Бах. Эссе о музыке и о судьбе - страница 52
Я неожиданно вспомнил этот куст в апреле. Апрель тогда стоял теплее, чем май. Что, кстати, часто случается сейчас. И сад цвел раньше срока. Только не куст – жасмин всегда зацветает в июле. Сразу за воспоминанием вступили другие скрипки, дерзко и энергично: Престо из Четвертого! Оркестр в голове перестроился мгновенно. Он уже содержал блок-флейту, которая ухитрялась время от времени побеждать ликующие скрипки и неустрашимо солировать. Сад цвел на зависть ивам по оврагу; их черед уже прошел. Только желтая пыльца все еще плавала на поверхности прудов и луж, – и поэтому пес прибегал домой весь желтый. Или – с желтыми лапами! Но куст жасмина терпеливо ждал своего июля. Как флейта в Престо. Я помнил тот год: жасминным запахом, казалось, были пропитаны даже облака и быстрые птицы в них. Флейта вновь солировала. Теперь уже скрипки безропотно подчинялись ей, но тему свою вели по-прежнему энергично и дерзко. Сад цвел истово. Он словно наверстывал упущенное за прошлые два года, когда доцветать ему было не суждено из-за возвратных морозов.
Мы любили гулять в саду с собакой. Пес валялся в отцветших лепестках вишен и яблонь, принимая за игру малейшее мое движение в свою сторону. Ликующая музыка весеннего утра встречала нас – скрипки упругих ветров с юго-востока и флейты прилетевших оттуда же птиц. Presto, presto!, – гудели ветра и кричали птицы. И жизнь, послушная ветрам и птицам, летела вперед. И не было никакой возможности задержать цветение сада, остановив движение времени.

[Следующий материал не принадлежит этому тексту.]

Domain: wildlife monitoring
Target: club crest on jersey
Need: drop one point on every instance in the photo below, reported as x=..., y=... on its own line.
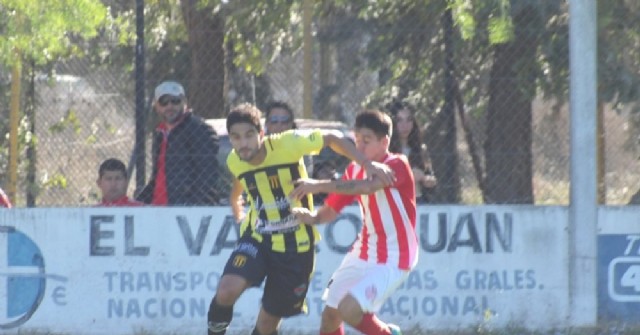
x=239, y=261
x=371, y=293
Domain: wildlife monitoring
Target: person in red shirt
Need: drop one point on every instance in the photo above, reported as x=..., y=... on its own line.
x=113, y=181
x=4, y=200
x=387, y=246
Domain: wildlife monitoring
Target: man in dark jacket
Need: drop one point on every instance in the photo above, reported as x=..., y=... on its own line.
x=185, y=168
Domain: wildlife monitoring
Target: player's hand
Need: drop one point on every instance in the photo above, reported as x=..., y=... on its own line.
x=304, y=215
x=304, y=186
x=380, y=171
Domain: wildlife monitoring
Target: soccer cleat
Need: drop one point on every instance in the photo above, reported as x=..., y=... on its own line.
x=395, y=330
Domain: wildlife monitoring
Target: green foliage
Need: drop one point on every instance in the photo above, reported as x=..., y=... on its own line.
x=43, y=30
x=70, y=120
x=261, y=30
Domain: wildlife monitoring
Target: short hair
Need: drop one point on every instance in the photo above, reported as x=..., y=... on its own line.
x=112, y=164
x=379, y=122
x=245, y=113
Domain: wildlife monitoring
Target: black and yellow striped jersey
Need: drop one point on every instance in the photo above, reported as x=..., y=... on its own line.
x=268, y=185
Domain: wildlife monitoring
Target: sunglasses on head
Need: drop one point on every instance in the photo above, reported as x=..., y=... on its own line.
x=279, y=119
x=166, y=99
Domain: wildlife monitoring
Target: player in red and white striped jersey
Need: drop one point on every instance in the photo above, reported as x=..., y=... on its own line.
x=387, y=246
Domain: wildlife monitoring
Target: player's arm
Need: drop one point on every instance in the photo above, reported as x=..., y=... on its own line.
x=346, y=148
x=236, y=201
x=323, y=215
x=305, y=186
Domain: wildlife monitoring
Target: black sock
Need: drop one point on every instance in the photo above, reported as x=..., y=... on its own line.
x=255, y=332
x=218, y=318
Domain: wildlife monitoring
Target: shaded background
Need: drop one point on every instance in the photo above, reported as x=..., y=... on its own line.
x=489, y=80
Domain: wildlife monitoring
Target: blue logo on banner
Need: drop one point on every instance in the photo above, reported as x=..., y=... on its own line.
x=22, y=277
x=618, y=277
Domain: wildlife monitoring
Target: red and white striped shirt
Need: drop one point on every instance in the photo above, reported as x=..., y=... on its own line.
x=388, y=234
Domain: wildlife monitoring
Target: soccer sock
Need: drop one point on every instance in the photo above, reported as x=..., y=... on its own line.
x=218, y=318
x=371, y=325
x=256, y=332
x=339, y=331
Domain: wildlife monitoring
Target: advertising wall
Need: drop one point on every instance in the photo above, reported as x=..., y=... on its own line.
x=122, y=270
x=619, y=264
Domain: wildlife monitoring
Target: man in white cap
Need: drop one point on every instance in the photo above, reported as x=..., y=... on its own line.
x=185, y=168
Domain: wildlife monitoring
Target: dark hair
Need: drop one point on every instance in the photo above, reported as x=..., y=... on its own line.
x=112, y=164
x=379, y=122
x=282, y=105
x=245, y=113
x=417, y=150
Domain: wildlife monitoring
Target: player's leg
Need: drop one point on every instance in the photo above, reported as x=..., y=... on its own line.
x=245, y=268
x=331, y=323
x=266, y=324
x=365, y=298
x=348, y=274
x=285, y=289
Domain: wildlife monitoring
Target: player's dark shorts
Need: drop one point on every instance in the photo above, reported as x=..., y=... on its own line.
x=287, y=275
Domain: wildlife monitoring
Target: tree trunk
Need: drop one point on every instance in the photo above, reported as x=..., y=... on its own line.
x=206, y=40
x=508, y=153
x=442, y=134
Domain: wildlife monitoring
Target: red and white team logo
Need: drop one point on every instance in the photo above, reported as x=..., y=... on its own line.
x=371, y=293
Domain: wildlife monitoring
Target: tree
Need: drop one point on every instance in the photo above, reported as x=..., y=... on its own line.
x=40, y=32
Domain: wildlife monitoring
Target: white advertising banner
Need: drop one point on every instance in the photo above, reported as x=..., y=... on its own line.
x=128, y=270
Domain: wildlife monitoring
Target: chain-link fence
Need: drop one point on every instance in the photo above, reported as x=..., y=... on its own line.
x=488, y=81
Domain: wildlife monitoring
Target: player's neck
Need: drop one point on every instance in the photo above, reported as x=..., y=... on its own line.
x=260, y=157
x=380, y=157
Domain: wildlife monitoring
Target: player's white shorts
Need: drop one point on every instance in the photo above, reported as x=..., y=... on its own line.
x=370, y=284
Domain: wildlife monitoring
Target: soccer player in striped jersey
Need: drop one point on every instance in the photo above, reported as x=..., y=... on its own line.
x=386, y=249
x=273, y=246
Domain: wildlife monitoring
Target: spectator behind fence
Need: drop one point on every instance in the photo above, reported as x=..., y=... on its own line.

Так куст жасмина дождался своего июля – и зацвел в свой черед…
Дневники
Токката, адажио и фуга для органа BWV 564 C-dur
С одной стороны, мне жгуче хотелось, чтобы нашлись дневники Баха. Если, конечно, они вообще существовали. А с другой, – я боялся бы их читать. Ведь они бы, по сути, раскрыли для меня самое важное. То, что всегда волновало и волнует меня до сих пор, – как же разными средствами – поэтическим словом, музыкальным звуком, живописной краской – человек разговаривает с миром и с самим собой. Что он делает на своей творческой кухне? Я боялся, что узнав кухню, я буду иметь предубеждение и к пирогам.
Музыкой и словами мог бы говорить с миром Бах. Словами – в ненайденных дневниках. Музыкой – говорить с Богом.

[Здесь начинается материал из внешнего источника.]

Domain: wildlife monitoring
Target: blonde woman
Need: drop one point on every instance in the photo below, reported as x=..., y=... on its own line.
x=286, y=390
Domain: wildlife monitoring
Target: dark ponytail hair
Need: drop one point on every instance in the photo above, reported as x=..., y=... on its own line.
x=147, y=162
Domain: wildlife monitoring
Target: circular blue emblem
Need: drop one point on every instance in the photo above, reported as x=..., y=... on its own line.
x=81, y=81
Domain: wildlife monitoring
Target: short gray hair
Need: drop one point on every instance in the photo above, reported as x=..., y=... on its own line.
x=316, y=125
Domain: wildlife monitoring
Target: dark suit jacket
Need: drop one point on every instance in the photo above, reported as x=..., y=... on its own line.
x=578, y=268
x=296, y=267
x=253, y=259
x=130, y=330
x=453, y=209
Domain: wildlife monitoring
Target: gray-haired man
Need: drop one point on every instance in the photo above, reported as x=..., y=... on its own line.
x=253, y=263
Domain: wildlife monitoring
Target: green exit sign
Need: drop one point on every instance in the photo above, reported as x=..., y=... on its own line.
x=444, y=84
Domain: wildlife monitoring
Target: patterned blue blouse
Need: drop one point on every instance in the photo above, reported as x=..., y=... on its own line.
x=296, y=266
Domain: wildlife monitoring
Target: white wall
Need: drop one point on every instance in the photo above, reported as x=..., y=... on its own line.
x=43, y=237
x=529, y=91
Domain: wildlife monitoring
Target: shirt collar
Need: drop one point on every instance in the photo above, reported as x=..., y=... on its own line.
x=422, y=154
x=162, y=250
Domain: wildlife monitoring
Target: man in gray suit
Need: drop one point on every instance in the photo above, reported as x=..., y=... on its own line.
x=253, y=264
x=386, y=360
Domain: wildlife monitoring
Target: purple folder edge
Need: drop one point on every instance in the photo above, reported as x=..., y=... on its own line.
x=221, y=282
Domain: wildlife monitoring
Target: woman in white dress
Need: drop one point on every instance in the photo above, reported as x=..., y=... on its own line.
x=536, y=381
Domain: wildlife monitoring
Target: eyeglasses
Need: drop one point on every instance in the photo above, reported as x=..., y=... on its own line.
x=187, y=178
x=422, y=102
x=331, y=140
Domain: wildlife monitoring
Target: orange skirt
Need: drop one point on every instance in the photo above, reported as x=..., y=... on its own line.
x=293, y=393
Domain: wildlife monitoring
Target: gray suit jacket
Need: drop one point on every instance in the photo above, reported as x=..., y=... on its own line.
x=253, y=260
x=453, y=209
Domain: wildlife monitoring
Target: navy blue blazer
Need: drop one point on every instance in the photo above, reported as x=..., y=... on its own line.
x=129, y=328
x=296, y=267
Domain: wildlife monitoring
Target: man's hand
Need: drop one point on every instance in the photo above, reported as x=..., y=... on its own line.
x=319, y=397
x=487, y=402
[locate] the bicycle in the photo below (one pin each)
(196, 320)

Словами в дневниках Бах мог выражать себя, хотя бы мысленно обращаясь к земным людям. Ведь сохранилась же нудная, полная мелочной чепухи и непритязательного вздора переписка великого Баха с магистратом Лейпцига! Не мог же он им в ответ на долговые тяжбы и напоминания об исполнении правил службы слать мотеты и контрапункты! Хотя, я допускаю, что, отписав полный достоинства и, одновременно, скрытой язвительности ответ, он садился к клавесину и отливал свои чувства в другие, не многим понятные, формы – прелюдии и фуги!